Antibiotika töten Bakterien ab oder hemmen sie in ihrem Wachstum. Deswegen sind sie so wertvoll für den Einsatz gegen gefährliche bakterielle Infektionskrankheiten wie Lungenentzündung, Keuchhusten oder Scharlach.

Antibiotika sind aber wirkungslos gegen Krankheiten, die von Viren verursacht werden. Sie wirken nicht gegen Husten, Schnupfen, Halsschmerzen oder Grippe, denn diese werden in 80 % der Fälle von Viren hervorgerufen. Auch Mittelohrentzündungen sind in den meisten Fällen virale Infekte und daher kein Anlass für eine sofortige Antibiotika-Therapie.
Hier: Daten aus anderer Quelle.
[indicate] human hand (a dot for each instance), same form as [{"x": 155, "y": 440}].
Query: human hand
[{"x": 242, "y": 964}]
Auch wenn ein großer Teil der Kinder und Jugendlichen, die ein Antibiotikum erhielten, es wegen einer Atemwegserkrankung bekamen: Die Leitlinien, in denen die medizinischen Fachgesellschaften die normalerweise richtige Behandlung beschreiben, raten von Antibiotika bei diesen Krankheiten ab. Nur selten kommt zu einer Virusinfektion noch eine bakterielle hinzu – erst dann kann ein Antibiotikum sinnvoll sein.

Unnötige Antibiotika-Einnahme: Ein Risiko für Ihr Kind und uns alle

Antibiotika können Magen-Darm-Beschwerden wie Übelkeit, Erbrechen, und Durchfall hervorrufen, da sie auch nützliche Darmbakterien angreifen. Nach einer Antibiotika-Einnahme müssen sich diese erst allmählich wieder ansiedeln. Auch Hautausschläge und ein erhöhtes Allergierisiko werden als Folge von häufiger Antibiotika-Einnahme vermutet.
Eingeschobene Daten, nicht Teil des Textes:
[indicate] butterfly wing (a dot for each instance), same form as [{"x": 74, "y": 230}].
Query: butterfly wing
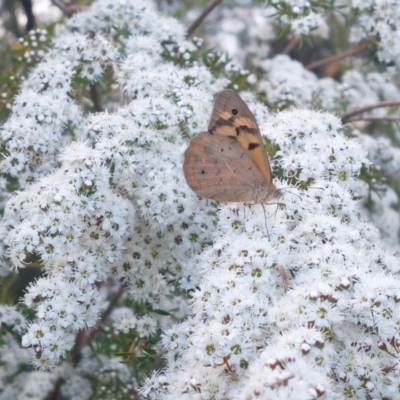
[
  {"x": 217, "y": 167},
  {"x": 231, "y": 117}
]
Hinzu kommt: Bakterielle Erreger gewöhnen sich an Antibiotika. Gängige Antibiotika wirken oft nicht mehr. Es muss auf spezialisierte Reserve-Antibiotika ausgewichen werden, die schweren Fällen vorbehalten sein sollten. Die Gefahr besteht, dass irgendwann keine wirksamen Antibiotika mehr zur Verfügung stehen.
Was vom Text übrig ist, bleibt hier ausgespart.